MORIAH-An abandoned landfill is about to become a recreation area.
The former Moriah dump, which was closed 15 years ago, will soon have hiking and walking trails with access from a parking area on Pelfershire Road. The site includes Cheney Mountain.
"The property is about 150 acres," Supervisor Tom Scozzafava said. "The views from the top of the mountain are spectacular. A lot of people are walkers. We have the property; I'm pleased it will be utilized."
Plans call for volunteers to make a walking trail at the base of Cheney Mountain and, for the more ambitious, a trail to the top of the mountain.
Scozzafava stressed there will be no cost to taxpayers.
"We already own the property," he said. "This is a good re-use at no cost."
Trustees Tim Garrison and Tom Anderson have been working on the project through the Moriah Community Economic Development group. They have volunteers willing to map out the trials and clear brush.
"It's a great piece of property," Garrison said. "We'll own it forever. We might as well use it."
Because it is a former landfill, the town must retain ownership and monitor it for environmental impact. In the years since it closed, there have been no issues with the land.

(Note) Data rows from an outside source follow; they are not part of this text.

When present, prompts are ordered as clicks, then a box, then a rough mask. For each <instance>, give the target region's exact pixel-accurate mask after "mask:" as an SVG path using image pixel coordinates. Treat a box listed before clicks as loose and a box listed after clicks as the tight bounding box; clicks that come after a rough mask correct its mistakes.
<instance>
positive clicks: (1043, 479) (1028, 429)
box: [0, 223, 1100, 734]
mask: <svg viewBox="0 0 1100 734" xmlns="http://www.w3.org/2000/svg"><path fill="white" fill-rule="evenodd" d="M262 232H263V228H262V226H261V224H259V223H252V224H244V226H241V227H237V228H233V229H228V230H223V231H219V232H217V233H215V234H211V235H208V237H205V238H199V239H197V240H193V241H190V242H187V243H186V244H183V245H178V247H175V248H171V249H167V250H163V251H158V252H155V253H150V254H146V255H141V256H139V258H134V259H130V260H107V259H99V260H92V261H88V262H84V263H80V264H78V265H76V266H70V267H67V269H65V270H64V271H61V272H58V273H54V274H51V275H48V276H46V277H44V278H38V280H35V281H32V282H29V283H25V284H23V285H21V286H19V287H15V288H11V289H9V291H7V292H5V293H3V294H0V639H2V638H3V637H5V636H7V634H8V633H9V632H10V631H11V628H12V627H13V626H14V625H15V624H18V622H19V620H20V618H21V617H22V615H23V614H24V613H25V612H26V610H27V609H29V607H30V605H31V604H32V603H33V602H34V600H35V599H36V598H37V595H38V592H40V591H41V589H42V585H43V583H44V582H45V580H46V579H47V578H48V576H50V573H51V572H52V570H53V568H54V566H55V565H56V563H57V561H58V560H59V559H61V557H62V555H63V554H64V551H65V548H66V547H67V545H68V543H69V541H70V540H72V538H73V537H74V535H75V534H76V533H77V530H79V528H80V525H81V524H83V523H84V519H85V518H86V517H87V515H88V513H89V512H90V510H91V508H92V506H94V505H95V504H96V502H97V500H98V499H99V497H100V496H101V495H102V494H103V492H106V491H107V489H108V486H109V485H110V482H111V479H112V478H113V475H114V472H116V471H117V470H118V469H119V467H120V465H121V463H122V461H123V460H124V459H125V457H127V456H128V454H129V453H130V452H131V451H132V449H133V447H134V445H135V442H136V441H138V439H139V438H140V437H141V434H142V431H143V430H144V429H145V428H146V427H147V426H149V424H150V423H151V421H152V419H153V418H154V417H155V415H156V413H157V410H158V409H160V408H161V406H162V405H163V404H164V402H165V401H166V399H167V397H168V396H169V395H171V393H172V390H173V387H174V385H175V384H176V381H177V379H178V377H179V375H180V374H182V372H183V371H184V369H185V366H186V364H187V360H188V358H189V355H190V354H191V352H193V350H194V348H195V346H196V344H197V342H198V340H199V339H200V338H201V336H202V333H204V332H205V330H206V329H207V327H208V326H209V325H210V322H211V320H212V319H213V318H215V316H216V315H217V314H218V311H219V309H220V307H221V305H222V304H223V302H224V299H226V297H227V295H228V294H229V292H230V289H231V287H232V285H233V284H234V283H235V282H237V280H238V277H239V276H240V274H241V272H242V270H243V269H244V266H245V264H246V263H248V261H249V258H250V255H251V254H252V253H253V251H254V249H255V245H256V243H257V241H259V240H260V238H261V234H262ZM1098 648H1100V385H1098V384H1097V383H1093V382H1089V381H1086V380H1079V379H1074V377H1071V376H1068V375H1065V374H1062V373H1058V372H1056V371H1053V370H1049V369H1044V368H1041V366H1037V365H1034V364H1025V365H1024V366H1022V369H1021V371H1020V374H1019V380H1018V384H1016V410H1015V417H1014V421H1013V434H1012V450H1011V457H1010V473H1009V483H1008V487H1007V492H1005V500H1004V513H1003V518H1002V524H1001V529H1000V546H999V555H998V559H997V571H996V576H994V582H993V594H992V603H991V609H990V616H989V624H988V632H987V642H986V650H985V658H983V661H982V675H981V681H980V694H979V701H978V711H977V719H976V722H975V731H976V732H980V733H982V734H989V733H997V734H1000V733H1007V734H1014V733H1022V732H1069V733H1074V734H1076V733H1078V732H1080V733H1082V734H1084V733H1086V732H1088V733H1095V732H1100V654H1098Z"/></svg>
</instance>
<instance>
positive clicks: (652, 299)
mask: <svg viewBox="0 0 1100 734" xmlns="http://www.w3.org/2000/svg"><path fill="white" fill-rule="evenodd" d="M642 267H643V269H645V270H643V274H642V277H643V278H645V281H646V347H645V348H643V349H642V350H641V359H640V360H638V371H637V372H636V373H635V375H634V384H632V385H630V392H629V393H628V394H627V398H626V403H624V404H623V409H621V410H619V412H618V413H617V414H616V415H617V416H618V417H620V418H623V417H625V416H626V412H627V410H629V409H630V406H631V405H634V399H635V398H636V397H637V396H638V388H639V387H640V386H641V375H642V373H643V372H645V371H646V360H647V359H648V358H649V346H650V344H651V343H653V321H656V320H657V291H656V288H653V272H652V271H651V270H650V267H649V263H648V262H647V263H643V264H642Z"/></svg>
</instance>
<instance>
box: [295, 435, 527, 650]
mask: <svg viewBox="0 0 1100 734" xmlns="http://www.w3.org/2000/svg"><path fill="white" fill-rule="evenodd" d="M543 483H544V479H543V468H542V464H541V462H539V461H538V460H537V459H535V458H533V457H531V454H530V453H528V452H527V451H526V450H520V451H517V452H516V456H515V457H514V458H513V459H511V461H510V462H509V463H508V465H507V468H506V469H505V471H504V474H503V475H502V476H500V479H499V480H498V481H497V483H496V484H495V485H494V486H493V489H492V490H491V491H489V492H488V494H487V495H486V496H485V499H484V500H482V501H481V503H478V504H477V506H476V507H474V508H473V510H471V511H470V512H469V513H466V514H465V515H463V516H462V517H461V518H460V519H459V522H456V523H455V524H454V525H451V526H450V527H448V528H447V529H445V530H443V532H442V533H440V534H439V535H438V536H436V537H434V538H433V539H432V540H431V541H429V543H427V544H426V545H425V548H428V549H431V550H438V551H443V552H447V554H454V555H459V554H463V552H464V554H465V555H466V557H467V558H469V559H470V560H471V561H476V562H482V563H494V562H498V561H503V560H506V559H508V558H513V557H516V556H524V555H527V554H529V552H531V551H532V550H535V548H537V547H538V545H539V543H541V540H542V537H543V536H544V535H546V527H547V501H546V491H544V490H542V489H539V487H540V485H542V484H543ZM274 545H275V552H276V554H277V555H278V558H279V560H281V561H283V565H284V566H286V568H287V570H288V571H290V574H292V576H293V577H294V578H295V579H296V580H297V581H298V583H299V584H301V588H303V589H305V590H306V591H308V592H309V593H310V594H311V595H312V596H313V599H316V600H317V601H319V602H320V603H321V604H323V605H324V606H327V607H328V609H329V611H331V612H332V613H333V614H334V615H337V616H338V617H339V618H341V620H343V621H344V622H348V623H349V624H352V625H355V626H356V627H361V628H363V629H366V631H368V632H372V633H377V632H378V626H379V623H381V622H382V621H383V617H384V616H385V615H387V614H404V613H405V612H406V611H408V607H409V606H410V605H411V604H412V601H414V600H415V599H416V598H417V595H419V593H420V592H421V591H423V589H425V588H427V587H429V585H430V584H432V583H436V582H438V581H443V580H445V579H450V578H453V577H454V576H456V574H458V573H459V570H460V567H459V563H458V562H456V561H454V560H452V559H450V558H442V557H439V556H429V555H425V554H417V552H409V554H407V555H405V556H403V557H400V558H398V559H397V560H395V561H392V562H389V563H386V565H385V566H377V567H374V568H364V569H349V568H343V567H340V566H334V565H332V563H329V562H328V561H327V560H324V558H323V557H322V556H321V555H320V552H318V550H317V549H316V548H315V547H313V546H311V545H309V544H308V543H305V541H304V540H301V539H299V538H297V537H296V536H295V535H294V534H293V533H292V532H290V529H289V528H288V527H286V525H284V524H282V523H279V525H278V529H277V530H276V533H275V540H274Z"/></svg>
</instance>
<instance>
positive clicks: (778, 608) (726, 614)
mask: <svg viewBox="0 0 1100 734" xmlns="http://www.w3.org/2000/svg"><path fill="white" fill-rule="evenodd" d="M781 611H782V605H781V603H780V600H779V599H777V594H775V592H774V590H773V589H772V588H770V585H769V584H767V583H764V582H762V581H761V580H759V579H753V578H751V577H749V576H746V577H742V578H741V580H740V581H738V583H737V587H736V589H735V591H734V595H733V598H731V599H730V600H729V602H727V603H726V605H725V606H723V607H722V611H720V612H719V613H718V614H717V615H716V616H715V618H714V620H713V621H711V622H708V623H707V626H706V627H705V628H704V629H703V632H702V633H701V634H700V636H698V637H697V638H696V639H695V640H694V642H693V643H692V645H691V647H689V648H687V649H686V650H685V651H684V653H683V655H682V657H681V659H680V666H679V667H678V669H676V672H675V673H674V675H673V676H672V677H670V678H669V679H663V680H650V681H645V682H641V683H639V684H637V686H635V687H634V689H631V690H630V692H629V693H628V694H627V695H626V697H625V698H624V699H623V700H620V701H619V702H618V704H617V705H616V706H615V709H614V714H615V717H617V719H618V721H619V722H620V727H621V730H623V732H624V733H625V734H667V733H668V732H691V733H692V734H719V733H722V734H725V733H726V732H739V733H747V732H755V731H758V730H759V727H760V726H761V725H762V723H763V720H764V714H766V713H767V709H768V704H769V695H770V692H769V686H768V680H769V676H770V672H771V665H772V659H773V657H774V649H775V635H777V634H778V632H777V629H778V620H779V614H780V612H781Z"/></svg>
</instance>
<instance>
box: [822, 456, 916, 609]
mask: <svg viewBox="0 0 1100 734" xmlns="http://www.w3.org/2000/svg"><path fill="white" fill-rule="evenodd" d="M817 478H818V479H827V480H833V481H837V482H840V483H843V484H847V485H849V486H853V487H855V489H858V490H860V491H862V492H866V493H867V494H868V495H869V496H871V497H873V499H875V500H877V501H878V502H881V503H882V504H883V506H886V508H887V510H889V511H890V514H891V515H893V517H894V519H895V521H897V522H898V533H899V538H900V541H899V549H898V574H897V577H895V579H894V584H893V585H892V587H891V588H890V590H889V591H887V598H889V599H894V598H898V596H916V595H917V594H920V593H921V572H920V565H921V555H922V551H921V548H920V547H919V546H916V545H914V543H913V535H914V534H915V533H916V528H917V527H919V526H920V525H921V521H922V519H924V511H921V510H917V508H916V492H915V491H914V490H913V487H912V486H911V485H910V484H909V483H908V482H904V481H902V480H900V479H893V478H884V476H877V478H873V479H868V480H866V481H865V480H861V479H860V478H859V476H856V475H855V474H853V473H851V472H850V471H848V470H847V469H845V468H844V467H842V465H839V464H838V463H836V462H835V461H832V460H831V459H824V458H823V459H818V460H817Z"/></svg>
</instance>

The property does have vents above ground to allow methane gas from the capped landfill to escape. Scozzafava hopes to have the vents - pipes coming from below ground - decorated to blend into the surroundings.
While the property is home to the former landfill, it still has value, Scozzafava noted. About 25 years ago the town sold timber from the land. He expects the town will again someday allow selective timber harvesting, although that won't affect the plans for walking and hiking trails.
About 40 years ago the town of Moriah considered using a portion of the property on Cheney Mountain to develop a local ski area. That plan was shelved, Scozzafava said, because there is no electrical service in the area and the cost to install electricity was prohibitive.
There's still no electricity at the site, the supervisor said, but that shouldn't be an issue with the development of walking and hiking trails.
"People are excited about the idea," Scozzafava said. "We've spoken to our neighbors on both sides and they have no issues with this. This is a great asset we can develop, right in our own backyard."